Strike Vector‘s eye-catching trailers meant that it was destined for my hard-drive. I have a long, over-documented fondness for that genre of game that straddles all types of non-simulatory flight combat, and although it’s taken me a while to catch up with Strike Vector, I’m glad I did. Back in the times of Forsaken and Descent, I would sink lifetimes into these kinds of games, and Strike Vector – a multiplayer take on the idea – feels very much like a cry from that distant and beautifully three-dimensional past.
But does that invocation of the classics lead to greatness? Here’s Wot I Think.
Looped guitar rock on the menu screens always means you’re in for a certain kind of experience, and it’s completely true for Strike Vector: it’s a punishing, fast game of deathmatch and capture-the-flag, which could have been a Quake clone if it hadn’t hung its hat on the 6DOF way of doing things. They’ve decided that gravity wasn’t going to feature, and everything hangs in the sky in exactly the way that bricks don’t.
“Aerial FPS” they call it.
This head-spinning multiple directional flight game is immediately going to put Strike Vector out of the taste-field of many gamers, and the sheer balls of it killing you on impact with any of the scenery will cause many more to make like the developers and Ragequit. (The studio is called Ragequit Corporation.
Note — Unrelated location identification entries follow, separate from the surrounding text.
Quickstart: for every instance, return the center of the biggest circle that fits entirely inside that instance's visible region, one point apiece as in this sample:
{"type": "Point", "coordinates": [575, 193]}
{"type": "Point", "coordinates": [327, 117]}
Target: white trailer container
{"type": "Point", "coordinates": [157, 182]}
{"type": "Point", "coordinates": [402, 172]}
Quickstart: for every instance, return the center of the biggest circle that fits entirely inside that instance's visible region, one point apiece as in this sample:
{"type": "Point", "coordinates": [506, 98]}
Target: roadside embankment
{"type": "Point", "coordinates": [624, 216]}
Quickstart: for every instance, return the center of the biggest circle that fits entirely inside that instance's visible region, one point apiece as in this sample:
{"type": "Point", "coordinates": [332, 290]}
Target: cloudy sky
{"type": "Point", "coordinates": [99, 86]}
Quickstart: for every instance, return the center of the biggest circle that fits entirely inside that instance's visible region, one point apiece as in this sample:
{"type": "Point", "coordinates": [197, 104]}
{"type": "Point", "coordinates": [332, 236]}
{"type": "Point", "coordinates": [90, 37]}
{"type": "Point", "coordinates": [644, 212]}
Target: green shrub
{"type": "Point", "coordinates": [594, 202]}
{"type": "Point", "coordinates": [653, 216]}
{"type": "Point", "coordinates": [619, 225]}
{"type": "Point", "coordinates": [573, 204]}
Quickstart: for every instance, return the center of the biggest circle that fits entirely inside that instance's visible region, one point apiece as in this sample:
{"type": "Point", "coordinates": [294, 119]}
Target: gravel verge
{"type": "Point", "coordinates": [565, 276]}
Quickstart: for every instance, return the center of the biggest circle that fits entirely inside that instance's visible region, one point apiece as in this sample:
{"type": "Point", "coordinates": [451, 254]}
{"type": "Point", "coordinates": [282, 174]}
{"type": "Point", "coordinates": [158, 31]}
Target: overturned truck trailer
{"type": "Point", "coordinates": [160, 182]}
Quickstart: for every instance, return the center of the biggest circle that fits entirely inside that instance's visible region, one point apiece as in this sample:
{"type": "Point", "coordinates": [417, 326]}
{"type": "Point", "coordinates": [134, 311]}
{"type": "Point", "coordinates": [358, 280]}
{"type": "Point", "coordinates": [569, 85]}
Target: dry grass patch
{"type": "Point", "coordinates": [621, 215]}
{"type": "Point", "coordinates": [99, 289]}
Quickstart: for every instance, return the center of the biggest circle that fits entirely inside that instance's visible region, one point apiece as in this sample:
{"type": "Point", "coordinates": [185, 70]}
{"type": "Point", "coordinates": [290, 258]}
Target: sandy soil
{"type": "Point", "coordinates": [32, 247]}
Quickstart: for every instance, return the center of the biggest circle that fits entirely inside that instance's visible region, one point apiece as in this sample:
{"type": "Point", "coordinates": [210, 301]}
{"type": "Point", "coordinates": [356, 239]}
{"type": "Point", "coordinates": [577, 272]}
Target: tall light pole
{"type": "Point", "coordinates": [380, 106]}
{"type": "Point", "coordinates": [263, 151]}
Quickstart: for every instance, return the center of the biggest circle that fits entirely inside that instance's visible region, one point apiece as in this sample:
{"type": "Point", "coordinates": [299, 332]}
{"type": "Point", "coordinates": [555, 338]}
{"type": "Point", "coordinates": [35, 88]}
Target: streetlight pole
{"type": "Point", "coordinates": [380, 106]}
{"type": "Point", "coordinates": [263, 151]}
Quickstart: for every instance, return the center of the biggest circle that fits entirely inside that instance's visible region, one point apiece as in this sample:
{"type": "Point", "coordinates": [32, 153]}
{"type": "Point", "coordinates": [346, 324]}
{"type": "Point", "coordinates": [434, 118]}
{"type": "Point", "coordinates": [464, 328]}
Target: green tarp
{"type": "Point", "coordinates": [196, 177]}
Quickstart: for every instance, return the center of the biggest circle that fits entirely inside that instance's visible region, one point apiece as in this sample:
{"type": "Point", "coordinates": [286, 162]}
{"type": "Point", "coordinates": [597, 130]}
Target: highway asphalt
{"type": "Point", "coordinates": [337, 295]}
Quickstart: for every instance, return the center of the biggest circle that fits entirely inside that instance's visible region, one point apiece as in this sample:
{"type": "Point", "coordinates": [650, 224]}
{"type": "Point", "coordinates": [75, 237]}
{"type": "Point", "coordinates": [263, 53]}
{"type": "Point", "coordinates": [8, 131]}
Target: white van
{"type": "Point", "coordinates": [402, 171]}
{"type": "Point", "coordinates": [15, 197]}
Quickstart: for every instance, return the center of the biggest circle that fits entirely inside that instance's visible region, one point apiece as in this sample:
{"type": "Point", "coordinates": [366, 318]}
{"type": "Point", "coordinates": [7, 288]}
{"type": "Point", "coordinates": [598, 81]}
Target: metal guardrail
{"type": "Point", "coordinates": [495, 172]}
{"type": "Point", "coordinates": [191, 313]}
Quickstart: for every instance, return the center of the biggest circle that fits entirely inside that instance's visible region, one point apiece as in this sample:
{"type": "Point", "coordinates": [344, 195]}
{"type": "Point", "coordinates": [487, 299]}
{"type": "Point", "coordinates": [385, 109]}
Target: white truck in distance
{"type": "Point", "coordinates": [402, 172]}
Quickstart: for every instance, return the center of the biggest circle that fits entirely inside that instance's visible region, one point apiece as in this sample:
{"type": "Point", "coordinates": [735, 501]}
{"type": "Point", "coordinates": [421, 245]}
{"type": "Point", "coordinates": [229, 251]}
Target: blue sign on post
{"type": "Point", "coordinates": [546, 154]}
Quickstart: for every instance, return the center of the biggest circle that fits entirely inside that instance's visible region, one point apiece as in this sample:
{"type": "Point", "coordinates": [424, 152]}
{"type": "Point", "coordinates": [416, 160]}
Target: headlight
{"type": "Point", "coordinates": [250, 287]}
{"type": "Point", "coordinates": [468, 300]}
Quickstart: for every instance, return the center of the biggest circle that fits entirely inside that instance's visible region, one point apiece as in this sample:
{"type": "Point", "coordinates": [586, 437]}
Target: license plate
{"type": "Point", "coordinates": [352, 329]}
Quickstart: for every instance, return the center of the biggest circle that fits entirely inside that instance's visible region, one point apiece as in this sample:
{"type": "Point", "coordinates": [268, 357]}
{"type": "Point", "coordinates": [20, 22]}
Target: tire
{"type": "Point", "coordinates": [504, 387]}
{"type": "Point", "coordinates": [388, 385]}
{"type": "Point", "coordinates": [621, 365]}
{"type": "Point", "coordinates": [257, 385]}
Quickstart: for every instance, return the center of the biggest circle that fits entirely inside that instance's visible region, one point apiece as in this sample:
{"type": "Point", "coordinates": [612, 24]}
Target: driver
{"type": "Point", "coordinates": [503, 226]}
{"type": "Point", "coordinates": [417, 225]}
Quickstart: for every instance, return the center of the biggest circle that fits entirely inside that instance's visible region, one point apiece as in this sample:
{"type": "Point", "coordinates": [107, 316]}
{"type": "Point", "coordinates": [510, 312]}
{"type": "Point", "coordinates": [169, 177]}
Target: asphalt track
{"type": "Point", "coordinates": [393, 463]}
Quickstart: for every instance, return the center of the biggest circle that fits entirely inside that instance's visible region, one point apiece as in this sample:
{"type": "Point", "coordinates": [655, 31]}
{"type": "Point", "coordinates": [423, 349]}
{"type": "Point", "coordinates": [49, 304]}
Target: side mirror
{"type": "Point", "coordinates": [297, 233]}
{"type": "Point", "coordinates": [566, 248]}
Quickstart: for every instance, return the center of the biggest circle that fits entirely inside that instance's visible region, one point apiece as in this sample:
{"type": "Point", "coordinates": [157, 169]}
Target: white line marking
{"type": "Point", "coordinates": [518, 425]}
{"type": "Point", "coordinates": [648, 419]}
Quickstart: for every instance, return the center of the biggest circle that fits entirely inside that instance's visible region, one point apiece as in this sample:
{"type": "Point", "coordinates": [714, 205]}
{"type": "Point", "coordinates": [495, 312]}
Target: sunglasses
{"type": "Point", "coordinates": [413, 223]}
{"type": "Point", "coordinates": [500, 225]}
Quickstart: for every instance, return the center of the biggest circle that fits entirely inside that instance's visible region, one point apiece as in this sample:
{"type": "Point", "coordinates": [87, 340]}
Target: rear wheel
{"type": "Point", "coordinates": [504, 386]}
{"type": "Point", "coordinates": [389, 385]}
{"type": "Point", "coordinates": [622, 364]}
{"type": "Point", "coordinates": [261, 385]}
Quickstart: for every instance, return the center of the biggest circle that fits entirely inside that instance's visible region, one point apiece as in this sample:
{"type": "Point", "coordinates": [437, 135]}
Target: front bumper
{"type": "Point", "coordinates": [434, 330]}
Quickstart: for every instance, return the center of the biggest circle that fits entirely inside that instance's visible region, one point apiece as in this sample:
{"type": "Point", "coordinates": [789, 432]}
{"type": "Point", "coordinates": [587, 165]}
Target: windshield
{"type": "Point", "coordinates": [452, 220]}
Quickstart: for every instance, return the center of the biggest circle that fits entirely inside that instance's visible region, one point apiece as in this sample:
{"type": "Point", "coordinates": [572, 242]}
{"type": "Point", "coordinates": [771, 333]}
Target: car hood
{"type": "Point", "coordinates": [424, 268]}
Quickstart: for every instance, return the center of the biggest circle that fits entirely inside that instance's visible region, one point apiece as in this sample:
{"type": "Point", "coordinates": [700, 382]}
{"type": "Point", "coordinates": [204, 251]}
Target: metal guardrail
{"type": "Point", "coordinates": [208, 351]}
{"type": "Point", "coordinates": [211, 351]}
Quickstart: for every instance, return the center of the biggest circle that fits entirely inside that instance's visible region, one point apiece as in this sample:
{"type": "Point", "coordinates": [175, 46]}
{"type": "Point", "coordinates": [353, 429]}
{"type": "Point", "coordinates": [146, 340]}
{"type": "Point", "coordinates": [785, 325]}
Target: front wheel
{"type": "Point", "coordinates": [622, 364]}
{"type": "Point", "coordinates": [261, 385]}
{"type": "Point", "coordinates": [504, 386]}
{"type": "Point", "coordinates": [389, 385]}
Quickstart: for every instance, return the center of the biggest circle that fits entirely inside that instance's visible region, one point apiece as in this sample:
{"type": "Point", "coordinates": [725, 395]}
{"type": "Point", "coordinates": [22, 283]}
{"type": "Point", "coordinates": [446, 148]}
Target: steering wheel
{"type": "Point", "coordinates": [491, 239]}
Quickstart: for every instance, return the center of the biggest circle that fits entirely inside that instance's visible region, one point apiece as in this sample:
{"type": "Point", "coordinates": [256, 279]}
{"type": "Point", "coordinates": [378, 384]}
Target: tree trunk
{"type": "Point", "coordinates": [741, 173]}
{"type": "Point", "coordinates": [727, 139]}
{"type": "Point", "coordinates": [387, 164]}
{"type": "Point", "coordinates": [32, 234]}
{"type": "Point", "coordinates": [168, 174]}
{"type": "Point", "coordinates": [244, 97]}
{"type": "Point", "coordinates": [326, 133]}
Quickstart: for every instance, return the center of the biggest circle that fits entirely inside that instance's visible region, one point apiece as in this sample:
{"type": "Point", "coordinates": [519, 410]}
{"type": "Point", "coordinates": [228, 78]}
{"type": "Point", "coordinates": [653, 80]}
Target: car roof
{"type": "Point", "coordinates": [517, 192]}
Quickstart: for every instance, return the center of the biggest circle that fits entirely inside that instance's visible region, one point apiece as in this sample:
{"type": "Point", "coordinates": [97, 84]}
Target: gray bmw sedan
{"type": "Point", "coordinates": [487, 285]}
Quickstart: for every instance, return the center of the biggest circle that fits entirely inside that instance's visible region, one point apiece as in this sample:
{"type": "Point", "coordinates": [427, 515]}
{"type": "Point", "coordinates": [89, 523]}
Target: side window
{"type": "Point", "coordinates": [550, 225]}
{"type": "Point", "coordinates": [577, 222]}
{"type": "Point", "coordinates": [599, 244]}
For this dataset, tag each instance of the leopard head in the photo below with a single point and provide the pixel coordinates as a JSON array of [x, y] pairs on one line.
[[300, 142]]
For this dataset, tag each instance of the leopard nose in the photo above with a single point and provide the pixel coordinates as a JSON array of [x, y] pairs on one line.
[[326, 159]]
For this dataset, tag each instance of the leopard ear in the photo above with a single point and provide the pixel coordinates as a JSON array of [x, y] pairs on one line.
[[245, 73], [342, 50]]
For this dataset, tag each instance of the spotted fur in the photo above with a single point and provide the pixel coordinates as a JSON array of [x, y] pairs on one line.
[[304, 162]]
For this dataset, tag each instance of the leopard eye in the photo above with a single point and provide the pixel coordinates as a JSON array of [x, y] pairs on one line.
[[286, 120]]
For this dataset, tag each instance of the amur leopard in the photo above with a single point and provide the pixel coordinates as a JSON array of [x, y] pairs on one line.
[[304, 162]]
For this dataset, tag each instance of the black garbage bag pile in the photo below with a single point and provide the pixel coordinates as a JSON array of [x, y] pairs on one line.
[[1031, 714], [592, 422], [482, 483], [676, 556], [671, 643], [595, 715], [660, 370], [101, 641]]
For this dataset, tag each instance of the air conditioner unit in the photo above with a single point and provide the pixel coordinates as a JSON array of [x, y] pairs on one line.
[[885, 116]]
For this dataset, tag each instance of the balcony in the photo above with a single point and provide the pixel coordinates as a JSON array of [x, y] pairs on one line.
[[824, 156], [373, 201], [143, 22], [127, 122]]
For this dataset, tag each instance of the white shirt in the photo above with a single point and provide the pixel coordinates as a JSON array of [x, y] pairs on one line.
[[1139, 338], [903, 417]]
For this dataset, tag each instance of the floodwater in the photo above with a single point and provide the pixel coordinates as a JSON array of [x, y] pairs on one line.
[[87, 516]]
That wasn’t really clear, was it?) What I am saying is that this is not the easiest game to mesh with, and even tougher to master.
But… well, it’s certainly enticing to me. It’s alluringly beautiful, all vast structural sci-fi architecture porn and impossible weightlessness. The sense of speed and the mad splendour of the all-directions environments certainly captures something that most games seem to miss. Even with all the art that’s hung on it, it’s pure videogame, as if the hormones produced by Defender or Robotron are still pumping through its Unreal-powered veins, giving it some primordial strength over modern, smoother productions.
Once you get past the initial spikes of difficulty, there’s a load of game to master, and I was amazed to see quite how much a tiny studio like Ragequit Corporation had managed to cram in. Nor is that flow of content letting up, it seems, because new DLC is appearing all the time, and it’s free.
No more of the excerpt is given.